Так пренебрежен был в основе своей нищенский закон, ибо отнюдь не прямую и грубую выгоду предусматривает призвание и нищенское умельство, но образ се жизни более совершенной, чем обычное течение дней, уподобленной в некоей части своей жизни юродивых, ибо напоминанием прикровенного смысла дает повод для совершения православным поспольством дела благого: милостыни…
Но тут нечто торговое, присущее базарной площади сей, со мной приключилось, и я, будучи как бы подброшен силой какой-то в направлении удаляющейся велебной спины, бросился следом, роняя в базарную мокрядь лотки продавальщиков, догонять наследника Мельхиседека, не обращая внимания на ропот обиженных и на ругань, повисающую на моих раменах безответно. Панотец Иона, имея зрение не только переднее, но и заднее, почувствовал мою устремленность к нему, оглянулся, а потом, прихватив полу роскошной рясы своей, побежал, сверкая серебром и отливом исподнего меха, к двум бездельным жолнерам, глазеющим по сторонам и лускающим семечки подсолнуха.
Что было после – нет нужды описывать, ибо то дело известное.
Как выяснилось значительно позже, рекомому протопресвитеру приблазнилось, что чужак, объявившийся на базаре, намеревался подло-преступно лишить его драгоценного дара жизни и, укрыв в складках плаща остер венецийский кинжал, погнался за Божьим слугой.
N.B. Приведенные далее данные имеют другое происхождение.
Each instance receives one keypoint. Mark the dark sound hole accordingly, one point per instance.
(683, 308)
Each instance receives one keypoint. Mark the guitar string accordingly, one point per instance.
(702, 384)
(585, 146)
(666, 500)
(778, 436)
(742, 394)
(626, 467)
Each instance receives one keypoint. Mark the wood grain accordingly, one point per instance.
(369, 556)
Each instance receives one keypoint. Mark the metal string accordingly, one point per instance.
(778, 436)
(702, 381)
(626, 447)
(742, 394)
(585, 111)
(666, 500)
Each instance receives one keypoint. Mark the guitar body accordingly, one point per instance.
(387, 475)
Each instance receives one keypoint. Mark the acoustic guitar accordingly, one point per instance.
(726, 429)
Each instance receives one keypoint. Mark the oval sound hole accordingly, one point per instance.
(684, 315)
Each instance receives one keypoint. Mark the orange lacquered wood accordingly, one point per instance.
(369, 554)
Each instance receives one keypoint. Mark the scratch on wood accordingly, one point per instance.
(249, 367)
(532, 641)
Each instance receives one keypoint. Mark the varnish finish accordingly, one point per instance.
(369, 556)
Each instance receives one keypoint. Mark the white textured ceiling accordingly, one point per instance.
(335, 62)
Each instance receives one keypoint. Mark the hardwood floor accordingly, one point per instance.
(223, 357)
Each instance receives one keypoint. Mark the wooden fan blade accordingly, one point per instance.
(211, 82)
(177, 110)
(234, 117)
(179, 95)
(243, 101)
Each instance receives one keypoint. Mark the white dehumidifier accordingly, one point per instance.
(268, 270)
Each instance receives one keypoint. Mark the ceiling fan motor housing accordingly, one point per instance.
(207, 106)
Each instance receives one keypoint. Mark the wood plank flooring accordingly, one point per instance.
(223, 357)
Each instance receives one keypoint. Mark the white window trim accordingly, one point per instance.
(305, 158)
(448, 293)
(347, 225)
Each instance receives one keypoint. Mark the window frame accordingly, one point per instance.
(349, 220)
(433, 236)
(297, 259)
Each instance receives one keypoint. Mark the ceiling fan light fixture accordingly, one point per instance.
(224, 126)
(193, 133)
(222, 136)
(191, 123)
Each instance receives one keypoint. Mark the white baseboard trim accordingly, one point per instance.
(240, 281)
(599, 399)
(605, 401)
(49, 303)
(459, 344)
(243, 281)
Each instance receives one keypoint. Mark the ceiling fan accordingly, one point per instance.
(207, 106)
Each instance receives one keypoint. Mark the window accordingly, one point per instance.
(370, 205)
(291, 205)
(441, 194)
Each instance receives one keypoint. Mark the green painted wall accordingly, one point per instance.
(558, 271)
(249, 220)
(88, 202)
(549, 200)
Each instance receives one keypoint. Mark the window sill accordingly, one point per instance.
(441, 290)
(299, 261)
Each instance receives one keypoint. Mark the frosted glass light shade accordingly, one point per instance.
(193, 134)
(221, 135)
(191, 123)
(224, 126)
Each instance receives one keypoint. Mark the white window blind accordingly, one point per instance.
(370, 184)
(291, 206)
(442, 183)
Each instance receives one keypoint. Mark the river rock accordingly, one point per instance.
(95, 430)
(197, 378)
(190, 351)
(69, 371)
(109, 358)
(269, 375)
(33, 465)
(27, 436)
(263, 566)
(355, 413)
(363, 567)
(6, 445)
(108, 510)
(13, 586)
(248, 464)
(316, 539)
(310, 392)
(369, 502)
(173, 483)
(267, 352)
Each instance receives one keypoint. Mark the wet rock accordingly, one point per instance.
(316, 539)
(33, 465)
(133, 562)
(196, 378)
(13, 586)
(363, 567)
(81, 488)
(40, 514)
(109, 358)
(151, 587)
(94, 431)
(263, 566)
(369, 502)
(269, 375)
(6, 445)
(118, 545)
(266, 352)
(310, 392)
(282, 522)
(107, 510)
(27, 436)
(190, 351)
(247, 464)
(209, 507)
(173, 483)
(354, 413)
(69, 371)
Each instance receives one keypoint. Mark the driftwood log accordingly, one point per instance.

Однако недоразумение это мы разрешили к обоюдному согласию, и убытком было лишь то, что ретивые жолнеры-бездельники набили мне на лбу изрядную шишку, ударив по оному многогрешному неким деревом, – сотворено же было сие для упокоения меня при задержании и разбирательстве. Впрочем, был еще убыток один, и великий, и скорбный, но позже понятый мною как вразумительный: пока я лежал вне разума на земле и пока волокли меня за шиворот свитки следом за неистовым протопопом, выпал прочь из потаенного кармана (или же был нагло похищен ругательными жолнерами) брацлавский мой румяный дукат – таково скорое научение Божие начальному сребролюбцу… Прочухавшись в заточении и не найдя дуката своего, я опять, как в Брацлаве, впал в тягостное уныние, вскоре преобразившееся – опять-таки по слову Овидия – в настоящее горестное отчаяние: мне определенно не везло как в сем мире, так и в жизни вообще… Я ощущал себя страшно и безнадежно несчастным – в этих сокрушениях духа я дождался прибытия протопопа Ионы, который долго не хотел удалять с глаз долой сопроводителей-жолнеров моих, хотя я настойчиво просил сделать сие для последующего изъяснения тайны, с которой послан был неведомым мне мещанином из Брацлава.